A multi-year, hard-fought battle is over, and Texas families are the victors. The broad-form jury charge is dead.
A jury charge is a series of instructions and questions given to a jury after the parties in a case have made their closing arguments. The answers to those questions determine which party wins. The broad-form jury charge allowed a Child Protective Services (CPS) attorney to throw multiple allegations (“grounds”) – up to twenty or more – at the jury in a parental termination case and then ask a single question: should the parent’s relationship with his or her child be forever severed? The problem with this approach is that it allows the jury to answer “yes” without requiring ten of the twelve jurors to find that CPS proved any single ground.
Consider this example: CPS has thrown twelve proposed grounds at the jury.
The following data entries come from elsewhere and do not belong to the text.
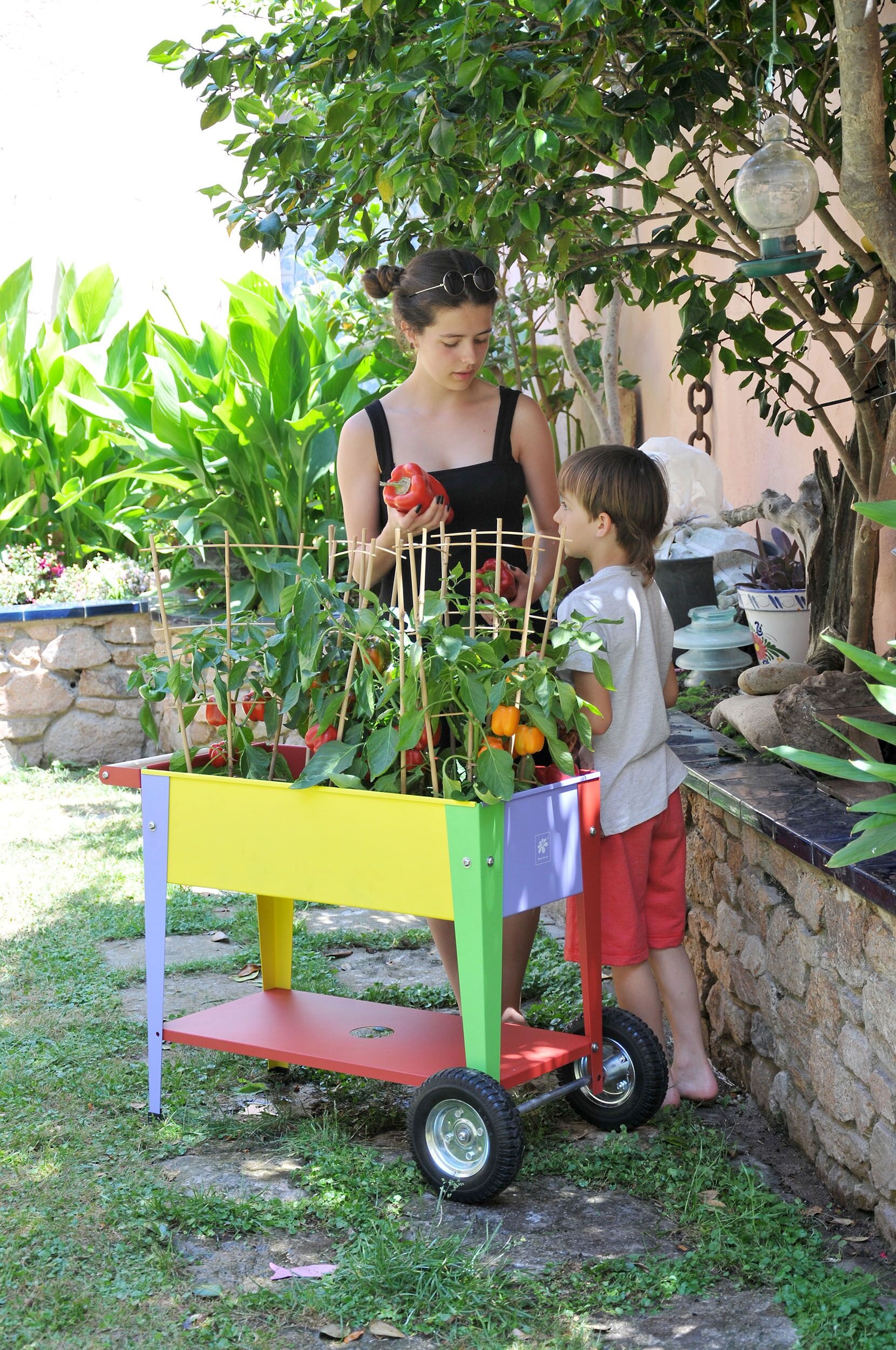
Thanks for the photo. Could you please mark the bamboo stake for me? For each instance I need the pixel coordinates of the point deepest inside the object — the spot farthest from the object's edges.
(536, 549)
(279, 730)
(423, 574)
(230, 658)
(497, 623)
(473, 632)
(433, 771)
(166, 631)
(352, 659)
(554, 593)
(443, 547)
(401, 654)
Juror One decides that CPS had proven ground one (and only ground one) while all the other jurors find CPS’ evidence in support of ground one laughable. Juror Two then decides that CPS has proven ground two (and only ground two) while all the other jurors (including Juror One) find CPS’ evidence in support of ground two laughable. This scenario, repeated by the rest of the jurors, would result in a unanimous verdict in favor of termination even though CPS didn’t even come close to proving any ground to ten or more jurors, as required by Texas law.
But no more. The Texas Supreme Court has ruled that as of May 1, 2020, jurors will be questioned on each ground in the jury charge. CPS must get ten of twelve jurors to agree on at least one of those grounds. This helps families two ways. First, no more pet theory terminations as described above. Second, it will help families appeal erroneous jury decisions by showing attorneys and judges alike exactly what ground(s) the jury terminated on.
I am proud to have played a small part, along with the Texas Home School Coalition and others, in this battle. Congratulations to all who participated in this long overdue demise. None but CPS and their cronies will be mourning the departed.
Read the Texas Supreme Court’s Order Amending Texas Rule of Civil Procedure 277.
6 Comments
Comments are closed.
If a CPS Investigator has lied and purjured themselves in the initial Investigative Report presented to the Court showing a need for Emergency Removal of your children? Would that be enough to have an already “closed” CPS case reversed? Is there any legal recourse for this?
It is a terribly Sad state of affairs when those individuals who have
been Hired by the State to be responsible for the Protection of Children are the Very ones responsible for causing the Trauma and Harm.
My question is where does that leave us that got our rights terminated right before this passed.
It has no effect on previously-decided cases.
Great news Mr. Chris, I am glad they’re are hardworking and honest people like yourself fighting to make a difference for Texas Families.
If a CPS Investigator lied and purjured themselves in the initial Investigative Report presented to the Court showing a need for Emergency Removal of your children? Would that be enough to have an already “closed” CPS case reversed or thrown out? Is there any legal recourse for this?